Two U.S. Navy Ships Make Port Call in Batumi

Two U.S. Navy vessels, the Blue Ridge-class command and control ship USS Mount Whitney (LCC 20) and Arleigh Burke-class guided-missile destroyer USS Porter (DDG 78) entered the Batumi port on November 8. 

The two vessels are ships of the U.S. Naval Forces Europe-Africa 6th Fleet, which stated the visit highlights “an important relationship between NATO allies and vital Black Sea partner Georgia.”

USS Porter is on its fourth trip to Georgia, while USS Mount Whitney, the flagship of the U.S. Sixth Fleet, is on its fifth. The latter was one of the vessels to carry U.S. humanitarian assistance to Georgia following the 2008 Russo-Georgian war.

According to the statement, an integrated team of the U.S. Sixth Fleet and Naval Striking and Support Forces NATO are operating onboard the USS Mount Whitney.

“The interoperability between the commands, and their presence in the region, demonstrates the U.S. and NATO’s commitment to the Black Sea and to working with allies and partners to advance peace and prosperity in the region,” the 6th Fleet stressed.

The two vessels entered the Black Sea on November 4 to conduct maritime operations with NATO Allies and regional partners. Before arriving in Batumi, the ships executed bilateral maneuvering drills, communication testing, and simulated exercises with vessels from the Bulgarian and Turkish navies. 

Russia reacts

Russian Defense Minister Sergey Shoygu said on November 7 Moscow was keeping a close eye and tracking the two U.S. warships in the Black Sea, claiming any provocations were possible.

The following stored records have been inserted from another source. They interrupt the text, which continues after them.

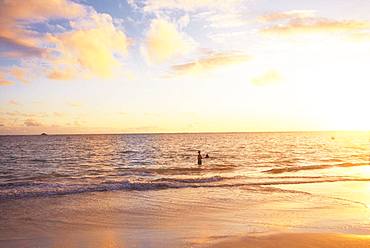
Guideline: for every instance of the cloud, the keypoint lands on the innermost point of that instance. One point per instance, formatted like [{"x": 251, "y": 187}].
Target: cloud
[
  {"x": 19, "y": 74},
  {"x": 92, "y": 45},
  {"x": 210, "y": 62},
  {"x": 4, "y": 82},
  {"x": 13, "y": 102},
  {"x": 186, "y": 5},
  {"x": 164, "y": 41},
  {"x": 15, "y": 36},
  {"x": 302, "y": 22},
  {"x": 269, "y": 77},
  {"x": 292, "y": 14},
  {"x": 31, "y": 123},
  {"x": 89, "y": 44},
  {"x": 62, "y": 74}
]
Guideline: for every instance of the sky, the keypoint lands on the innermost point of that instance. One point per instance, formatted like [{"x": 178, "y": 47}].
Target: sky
[{"x": 142, "y": 66}]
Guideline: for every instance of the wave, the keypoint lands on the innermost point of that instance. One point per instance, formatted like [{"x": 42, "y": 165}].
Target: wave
[
  {"x": 312, "y": 167},
  {"x": 30, "y": 190}
]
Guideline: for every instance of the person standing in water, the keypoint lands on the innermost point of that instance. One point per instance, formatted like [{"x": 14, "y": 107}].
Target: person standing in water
[{"x": 199, "y": 158}]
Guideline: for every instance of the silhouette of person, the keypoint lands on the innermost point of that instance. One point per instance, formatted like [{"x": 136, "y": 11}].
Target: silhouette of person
[{"x": 199, "y": 158}]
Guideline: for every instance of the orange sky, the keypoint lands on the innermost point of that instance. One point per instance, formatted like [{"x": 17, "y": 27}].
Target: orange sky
[{"x": 183, "y": 66}]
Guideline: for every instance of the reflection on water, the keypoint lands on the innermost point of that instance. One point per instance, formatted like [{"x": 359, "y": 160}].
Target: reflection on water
[
  {"x": 50, "y": 165},
  {"x": 148, "y": 191}
]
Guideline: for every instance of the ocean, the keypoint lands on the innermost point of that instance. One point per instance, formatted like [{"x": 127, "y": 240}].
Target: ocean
[{"x": 147, "y": 190}]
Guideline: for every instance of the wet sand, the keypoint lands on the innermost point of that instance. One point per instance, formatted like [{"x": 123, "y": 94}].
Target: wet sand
[{"x": 301, "y": 240}]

According to Russian news agency TASS, he asserted the U.S. vessels’ Black Sea operations were part of a constant attempt to test Russia and see its preparedness and the effectiveness of its systems along the Black Sea coast and on its southern border.

“As I understand it, they are subsequently planning drills with our neighbors, drills with the Georgian and Ukrainian navies,” said the Russian Defense Minister, adding “But we also hold drills and will keep doing so.”